Maria in Ruanda

ein Jahr im Land der tausend Hügel

Mariaroza – das Oratorium

Muraho liebe LeserInnen!

Inzwischen hat sich der Alltag eingependelt, und obwohl ich erst seit einem knappen Monat hier bin, fühle ich mich schon ein bisschen zuhause. Jeden Nachmittag verbringen Cili und ich mit den Kindern im Oratorium, diesen Blogeintrag möchte ich dazu nutzen, euch einen Einblick in unsere tägliche Zeit mit den Kindern und Jugendlichen zu geben.
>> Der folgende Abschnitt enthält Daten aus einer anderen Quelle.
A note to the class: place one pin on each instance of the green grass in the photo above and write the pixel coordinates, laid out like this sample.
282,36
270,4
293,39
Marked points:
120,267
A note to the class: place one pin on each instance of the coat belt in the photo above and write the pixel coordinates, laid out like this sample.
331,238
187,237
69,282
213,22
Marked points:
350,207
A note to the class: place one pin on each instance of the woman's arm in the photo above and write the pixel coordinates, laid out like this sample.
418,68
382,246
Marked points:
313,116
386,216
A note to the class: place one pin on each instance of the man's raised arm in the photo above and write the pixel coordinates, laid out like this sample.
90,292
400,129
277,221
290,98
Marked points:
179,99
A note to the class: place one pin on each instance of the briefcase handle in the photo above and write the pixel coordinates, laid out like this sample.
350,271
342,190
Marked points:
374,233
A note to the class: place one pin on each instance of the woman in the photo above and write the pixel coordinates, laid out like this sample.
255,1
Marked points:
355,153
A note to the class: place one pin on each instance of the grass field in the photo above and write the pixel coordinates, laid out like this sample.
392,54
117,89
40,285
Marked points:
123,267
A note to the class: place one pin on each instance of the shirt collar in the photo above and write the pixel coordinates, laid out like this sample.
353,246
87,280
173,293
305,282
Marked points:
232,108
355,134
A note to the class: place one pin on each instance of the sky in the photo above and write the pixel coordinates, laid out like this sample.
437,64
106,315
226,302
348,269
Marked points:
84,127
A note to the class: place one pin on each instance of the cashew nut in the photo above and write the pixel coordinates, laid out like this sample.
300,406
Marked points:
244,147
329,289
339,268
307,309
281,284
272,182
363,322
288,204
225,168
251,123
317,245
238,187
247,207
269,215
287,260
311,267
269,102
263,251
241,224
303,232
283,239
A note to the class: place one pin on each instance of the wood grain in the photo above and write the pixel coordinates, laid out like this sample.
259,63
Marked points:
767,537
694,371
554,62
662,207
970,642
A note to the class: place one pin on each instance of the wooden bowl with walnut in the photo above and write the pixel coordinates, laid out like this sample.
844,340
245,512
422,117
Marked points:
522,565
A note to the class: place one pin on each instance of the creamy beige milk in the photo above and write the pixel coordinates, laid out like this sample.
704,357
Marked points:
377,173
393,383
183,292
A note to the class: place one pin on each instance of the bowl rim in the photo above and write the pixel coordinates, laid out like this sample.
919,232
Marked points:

Wie viele Kinder kommen, das ist ganz unterschiedlich und hängt meist vom Wetter ab: Wenn es regnet, sind manchmal nur um die zehn da, an sonnigen Tagen können es aber auch etwa hundert sein. Einige der Kinder & Jugendlichen sind fast jeden Tag da, andere kommen nur ab und zu. Jeden Tag lernen wir wieder neue Kinder kennen, die nur unregelmäßig kommen. Größtenteils kommen Kinder und Jugendliche, die in Rango oder im Nachbardorf Tumba leben und zur Schule gehen, außerdem einige Straßenkinder aus Rango und Tumba. Ab und zu kommen auch Studenten von der großen Universität in Huye, die sich hier zum Ballspielen treffen. Auf dem Gelände der TVET School gibt es drei große Sportplätze; einen Fußball-, einen Basketball- und einen Volleyballplatz, außerdem die dazu passenden Bälle.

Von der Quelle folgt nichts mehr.